Emp­feh­lens­wert ist auch Zur Sache Sar­ra­zin, das wis­sen­schaft­li­che Bei­trä­ge ver­sam­melt. Hin­ge­wie­sen sei auf die Ana­ly­se des Main­zer Kom­mu­ni­ka­ti­ons­wis­sen­schaft­lers Hans Mathi­as Kepp­lin­ger, der die Skan­da­li­sie­rung Sar­ra­zins und ihr Schei­tern bei­spiel­haft auf­schlüs­selt und das Zusam­men­spiel von Poli­tik und Medi­en nicht nur als eine Art Gesetz­mä­ßig­keit dar­stellt, son­dern zu einer Gefahr für die Mei­nungs­frei­heit erklärt. Eine wie stets mate­ria­lis­ti­sche Ana­ly­se der Unat­trak­ti­vi­tät Deutsch­lands im glo­ba­len Anwer­be­wett­be­werb aka­de­mi­scher Spit­zen­kräf­te stammt aus der Feder Gun­nar Hein­sohns und ist eben­so depri­mie­rend wie der grund­sätz­li­che Abschied vom Abend­land, den Wal­ter Laqueur in Anleh­nung an sein Buch über Die letz­ten Tage von Euro­pa noch ein­mal ausspricht.

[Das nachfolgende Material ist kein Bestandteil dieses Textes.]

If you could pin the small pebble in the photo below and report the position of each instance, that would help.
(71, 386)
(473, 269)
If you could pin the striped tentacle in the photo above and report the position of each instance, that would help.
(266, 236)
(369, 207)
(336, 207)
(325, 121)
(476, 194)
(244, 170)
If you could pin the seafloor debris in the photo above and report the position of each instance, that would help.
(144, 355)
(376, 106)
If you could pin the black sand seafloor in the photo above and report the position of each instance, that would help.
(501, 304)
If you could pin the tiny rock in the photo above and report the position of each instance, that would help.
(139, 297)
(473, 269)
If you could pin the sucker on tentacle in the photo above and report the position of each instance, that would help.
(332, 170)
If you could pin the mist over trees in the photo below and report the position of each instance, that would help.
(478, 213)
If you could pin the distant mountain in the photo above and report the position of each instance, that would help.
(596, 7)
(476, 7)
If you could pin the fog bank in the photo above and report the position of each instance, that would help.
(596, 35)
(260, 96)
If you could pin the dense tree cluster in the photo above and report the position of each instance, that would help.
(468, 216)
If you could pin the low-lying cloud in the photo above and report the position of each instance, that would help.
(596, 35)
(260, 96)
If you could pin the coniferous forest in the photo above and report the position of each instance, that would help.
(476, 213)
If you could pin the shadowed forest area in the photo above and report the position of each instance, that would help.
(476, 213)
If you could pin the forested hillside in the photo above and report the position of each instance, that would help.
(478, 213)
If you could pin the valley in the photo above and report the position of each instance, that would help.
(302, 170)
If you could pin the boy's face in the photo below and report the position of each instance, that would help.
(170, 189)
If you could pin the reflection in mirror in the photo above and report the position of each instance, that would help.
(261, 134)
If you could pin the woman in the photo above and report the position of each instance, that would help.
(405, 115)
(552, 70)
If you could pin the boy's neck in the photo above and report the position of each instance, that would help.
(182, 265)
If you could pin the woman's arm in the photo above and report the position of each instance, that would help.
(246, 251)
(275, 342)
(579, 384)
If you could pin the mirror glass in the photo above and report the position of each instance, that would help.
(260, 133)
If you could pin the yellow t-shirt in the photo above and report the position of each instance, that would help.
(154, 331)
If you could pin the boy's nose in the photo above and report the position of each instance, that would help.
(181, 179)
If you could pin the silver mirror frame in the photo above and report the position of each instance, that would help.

Inter­es­sant an Zur Sache Sar­ra­zin ist nicht zuletzt der Her­aus­ge­ber Jür­gen Bel­lers. Er hat zeit­gleich ein schma­les Bänd­chen mit dem schlich­ten Titel Kon­ser­va­tiv! zusam­men­ge­stellt: Heft 1 der Schrif­ten des Faches Inter­na­tio­na­le Poli­tik an der Uni­ver­si­tät Sie­gen. Die­se Rei­he möch­te „auf­zei­gen, daß das, was als sozi­al-lib­erla­le Kul­tur-hege­mo­nie gilt, nicht das ein­zi­ge sein kann und auch längst nicht mehr ist“, und beschäf­tigt sich fol­ge­rich­tig auch mit der Sezes­si­on – zwar ein biß­chen ängst­lich noch, aber doch gründlich.